Diyarbakır'da Bağlar ilçesine bağlı kırsal Tavşantepe Mahallesi’nde 21 Ağustos günü kaybolmasının ardından, 19 gün sonra 8 Eylül'de Eğertutmaz Deresi’nde cesedi bulunan 8 yaşındaki Narin Güran cinayetine ilişkin Diyarbakır Cumhuriyet Başsavcılığı’nca başlatılan soruşturma kapsamında açılan davanın ikinci duruşması sürüyor.
Diyarbakır 8. Ağır Ceza Mahkemesi'nde görülen duruşmada, Narin’in annesi Yüksel Güran, amcası Salim Güran ve ağabeyi Enes Güran ile Narin'in cansız bedeninin bulunduğu dereye taşıyan komşuları Nevzat Bahtiyar, ‘iştirak halinde çocuğa karşı kasten öldürme'' suçundan ağırlaştırılmış müebbet hapis cezasıyla yargılanıyor.

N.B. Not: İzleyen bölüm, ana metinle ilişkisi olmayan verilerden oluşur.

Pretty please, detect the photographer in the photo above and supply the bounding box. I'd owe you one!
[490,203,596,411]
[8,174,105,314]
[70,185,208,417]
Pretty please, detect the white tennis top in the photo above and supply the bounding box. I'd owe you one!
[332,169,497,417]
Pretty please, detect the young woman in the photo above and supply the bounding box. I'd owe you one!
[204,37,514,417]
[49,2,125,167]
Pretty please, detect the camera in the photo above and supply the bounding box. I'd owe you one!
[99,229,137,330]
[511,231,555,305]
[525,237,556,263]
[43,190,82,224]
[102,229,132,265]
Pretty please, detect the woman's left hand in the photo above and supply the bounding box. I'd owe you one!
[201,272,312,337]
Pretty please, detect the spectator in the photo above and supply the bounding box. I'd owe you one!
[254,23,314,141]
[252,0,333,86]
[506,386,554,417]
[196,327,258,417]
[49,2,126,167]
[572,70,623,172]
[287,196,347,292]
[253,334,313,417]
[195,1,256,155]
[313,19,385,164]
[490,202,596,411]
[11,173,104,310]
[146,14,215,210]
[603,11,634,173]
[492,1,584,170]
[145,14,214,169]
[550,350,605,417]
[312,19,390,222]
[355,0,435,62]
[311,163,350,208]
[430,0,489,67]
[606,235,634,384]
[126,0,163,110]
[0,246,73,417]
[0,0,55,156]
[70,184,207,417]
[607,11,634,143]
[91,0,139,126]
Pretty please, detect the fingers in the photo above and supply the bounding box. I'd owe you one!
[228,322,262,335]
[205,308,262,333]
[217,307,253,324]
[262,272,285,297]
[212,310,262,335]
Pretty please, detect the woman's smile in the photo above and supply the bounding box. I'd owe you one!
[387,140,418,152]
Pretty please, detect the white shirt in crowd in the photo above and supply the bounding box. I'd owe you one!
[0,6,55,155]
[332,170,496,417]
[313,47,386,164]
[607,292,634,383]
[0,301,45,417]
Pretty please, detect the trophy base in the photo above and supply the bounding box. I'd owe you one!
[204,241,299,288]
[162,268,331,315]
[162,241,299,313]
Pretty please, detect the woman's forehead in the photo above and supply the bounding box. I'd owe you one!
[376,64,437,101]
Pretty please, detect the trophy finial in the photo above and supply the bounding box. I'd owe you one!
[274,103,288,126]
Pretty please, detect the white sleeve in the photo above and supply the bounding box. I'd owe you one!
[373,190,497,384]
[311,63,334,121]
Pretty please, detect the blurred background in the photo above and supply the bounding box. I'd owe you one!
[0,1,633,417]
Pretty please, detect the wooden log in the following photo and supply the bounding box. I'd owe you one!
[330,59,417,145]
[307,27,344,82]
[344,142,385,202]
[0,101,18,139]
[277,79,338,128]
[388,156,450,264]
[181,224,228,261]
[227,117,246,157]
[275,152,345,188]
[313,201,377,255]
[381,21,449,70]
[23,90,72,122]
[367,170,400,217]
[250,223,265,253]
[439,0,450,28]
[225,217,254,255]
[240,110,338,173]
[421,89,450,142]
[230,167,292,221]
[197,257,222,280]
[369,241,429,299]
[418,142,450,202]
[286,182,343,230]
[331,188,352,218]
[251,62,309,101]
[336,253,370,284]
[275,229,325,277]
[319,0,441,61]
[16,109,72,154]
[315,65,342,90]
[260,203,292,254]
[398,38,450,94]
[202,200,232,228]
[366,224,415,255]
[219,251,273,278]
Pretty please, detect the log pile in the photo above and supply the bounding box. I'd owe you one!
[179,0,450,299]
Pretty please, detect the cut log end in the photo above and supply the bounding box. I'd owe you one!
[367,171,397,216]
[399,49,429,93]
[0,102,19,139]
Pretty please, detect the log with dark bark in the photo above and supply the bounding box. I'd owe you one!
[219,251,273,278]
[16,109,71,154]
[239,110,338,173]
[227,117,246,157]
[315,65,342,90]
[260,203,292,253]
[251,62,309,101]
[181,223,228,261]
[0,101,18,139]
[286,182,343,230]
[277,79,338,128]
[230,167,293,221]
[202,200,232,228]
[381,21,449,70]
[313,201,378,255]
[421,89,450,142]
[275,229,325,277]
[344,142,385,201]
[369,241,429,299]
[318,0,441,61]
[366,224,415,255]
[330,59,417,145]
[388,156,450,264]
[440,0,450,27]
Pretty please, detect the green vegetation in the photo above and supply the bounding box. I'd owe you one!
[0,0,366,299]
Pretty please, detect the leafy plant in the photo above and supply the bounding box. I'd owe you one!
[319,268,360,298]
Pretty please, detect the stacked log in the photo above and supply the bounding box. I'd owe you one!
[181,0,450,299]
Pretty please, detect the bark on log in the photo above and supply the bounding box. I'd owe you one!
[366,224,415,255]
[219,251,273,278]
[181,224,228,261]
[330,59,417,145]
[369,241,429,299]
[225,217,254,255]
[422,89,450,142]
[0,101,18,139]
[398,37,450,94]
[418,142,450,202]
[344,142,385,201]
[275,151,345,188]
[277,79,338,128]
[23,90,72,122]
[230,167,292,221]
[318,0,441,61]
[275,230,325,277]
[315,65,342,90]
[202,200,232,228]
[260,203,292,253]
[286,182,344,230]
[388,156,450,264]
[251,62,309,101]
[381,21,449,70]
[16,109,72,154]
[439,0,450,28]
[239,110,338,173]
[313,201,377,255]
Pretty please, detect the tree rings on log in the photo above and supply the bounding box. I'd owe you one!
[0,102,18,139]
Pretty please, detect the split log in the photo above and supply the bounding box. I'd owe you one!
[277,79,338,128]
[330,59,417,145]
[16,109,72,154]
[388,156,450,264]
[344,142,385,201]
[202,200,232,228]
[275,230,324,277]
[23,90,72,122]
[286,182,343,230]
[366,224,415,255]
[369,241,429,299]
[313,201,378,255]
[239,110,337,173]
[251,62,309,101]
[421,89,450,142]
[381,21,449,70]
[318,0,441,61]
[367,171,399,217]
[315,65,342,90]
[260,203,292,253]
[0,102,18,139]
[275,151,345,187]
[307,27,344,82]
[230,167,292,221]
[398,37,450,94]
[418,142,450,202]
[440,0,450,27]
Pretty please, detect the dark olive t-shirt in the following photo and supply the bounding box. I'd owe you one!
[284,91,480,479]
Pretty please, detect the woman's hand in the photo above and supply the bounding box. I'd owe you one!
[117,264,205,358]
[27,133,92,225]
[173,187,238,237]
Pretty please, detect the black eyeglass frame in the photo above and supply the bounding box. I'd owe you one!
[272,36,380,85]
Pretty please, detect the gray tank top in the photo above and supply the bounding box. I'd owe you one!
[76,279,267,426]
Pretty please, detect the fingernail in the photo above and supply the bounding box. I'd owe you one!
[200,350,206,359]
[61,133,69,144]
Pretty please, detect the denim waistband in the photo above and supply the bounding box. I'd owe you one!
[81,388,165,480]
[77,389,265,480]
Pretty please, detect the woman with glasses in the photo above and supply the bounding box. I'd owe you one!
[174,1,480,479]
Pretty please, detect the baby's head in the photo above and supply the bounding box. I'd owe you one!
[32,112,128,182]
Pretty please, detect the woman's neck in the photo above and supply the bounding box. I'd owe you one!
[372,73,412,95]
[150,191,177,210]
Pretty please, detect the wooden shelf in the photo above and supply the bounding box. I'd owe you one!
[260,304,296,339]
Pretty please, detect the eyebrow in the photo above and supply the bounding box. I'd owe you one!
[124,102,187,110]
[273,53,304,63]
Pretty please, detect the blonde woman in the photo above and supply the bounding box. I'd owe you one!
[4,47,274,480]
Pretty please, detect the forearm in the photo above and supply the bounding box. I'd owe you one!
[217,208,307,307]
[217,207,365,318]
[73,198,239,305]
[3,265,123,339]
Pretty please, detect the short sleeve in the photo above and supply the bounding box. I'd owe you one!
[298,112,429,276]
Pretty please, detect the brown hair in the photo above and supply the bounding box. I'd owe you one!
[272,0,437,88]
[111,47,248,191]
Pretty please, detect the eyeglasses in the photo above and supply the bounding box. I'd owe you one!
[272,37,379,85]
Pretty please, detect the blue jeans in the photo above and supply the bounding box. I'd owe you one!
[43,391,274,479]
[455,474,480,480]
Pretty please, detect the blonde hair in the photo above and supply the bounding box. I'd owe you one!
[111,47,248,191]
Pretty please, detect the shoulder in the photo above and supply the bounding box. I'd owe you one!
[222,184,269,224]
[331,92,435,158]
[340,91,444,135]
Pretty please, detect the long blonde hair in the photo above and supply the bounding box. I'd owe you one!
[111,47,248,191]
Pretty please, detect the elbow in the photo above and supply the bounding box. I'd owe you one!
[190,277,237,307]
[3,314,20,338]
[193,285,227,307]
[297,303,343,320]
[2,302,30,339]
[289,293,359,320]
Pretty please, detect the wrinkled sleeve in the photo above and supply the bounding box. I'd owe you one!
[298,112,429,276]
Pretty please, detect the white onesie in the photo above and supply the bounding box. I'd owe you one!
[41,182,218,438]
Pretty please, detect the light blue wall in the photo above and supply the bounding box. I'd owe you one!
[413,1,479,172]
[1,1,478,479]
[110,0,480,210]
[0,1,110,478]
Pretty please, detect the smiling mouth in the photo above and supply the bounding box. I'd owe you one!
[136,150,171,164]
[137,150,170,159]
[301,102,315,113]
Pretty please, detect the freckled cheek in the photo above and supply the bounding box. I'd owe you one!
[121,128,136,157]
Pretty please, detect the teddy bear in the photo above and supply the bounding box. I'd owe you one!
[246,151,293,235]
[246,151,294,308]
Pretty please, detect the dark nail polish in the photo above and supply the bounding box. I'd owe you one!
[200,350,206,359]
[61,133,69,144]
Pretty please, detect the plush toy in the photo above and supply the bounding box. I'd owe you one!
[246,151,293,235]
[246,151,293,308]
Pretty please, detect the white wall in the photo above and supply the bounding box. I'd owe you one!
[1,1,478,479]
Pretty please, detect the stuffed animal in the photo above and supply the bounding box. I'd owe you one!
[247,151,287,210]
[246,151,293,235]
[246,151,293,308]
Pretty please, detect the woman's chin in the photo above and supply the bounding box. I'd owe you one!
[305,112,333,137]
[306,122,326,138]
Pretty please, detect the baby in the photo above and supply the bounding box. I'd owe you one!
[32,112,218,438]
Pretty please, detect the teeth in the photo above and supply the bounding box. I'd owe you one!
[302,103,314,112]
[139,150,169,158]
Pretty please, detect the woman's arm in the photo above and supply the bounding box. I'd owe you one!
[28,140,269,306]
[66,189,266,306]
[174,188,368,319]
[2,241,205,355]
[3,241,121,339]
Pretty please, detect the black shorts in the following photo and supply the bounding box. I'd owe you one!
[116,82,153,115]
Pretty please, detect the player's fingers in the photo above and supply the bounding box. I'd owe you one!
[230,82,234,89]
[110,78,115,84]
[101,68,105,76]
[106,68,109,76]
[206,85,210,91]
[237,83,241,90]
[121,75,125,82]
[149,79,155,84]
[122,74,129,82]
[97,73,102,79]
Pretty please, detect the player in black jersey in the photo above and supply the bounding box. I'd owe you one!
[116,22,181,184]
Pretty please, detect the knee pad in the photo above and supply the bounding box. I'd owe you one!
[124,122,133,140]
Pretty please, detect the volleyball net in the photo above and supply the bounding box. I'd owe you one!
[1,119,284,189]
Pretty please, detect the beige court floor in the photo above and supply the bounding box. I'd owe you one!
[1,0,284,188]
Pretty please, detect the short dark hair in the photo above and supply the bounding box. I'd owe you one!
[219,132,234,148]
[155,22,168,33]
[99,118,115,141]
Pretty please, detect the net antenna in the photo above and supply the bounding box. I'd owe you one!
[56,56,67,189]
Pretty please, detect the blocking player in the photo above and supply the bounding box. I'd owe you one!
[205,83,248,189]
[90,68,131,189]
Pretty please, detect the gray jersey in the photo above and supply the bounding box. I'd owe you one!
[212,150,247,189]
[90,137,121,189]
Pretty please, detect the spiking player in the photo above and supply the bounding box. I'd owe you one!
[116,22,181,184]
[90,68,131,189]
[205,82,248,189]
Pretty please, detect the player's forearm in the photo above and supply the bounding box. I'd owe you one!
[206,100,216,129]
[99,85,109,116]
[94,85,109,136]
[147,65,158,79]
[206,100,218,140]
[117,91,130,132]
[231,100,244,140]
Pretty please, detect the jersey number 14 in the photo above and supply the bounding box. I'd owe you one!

Duruşma, sanık ve avukatların savunmasıyla devam ediyor. Sanık Nevzat Bahtiyar’ın savunmanın ardından söz alan avukatı Ali Eryılmaz, Er Ryan’ı kurtarmak filmini örnek vererek “Bir araya gelmişler, 'Biz nasıl Enes’i bu işten çıkartıp, kurtarırız' demişler. Ellerinden geleni yapmışlar" dedi.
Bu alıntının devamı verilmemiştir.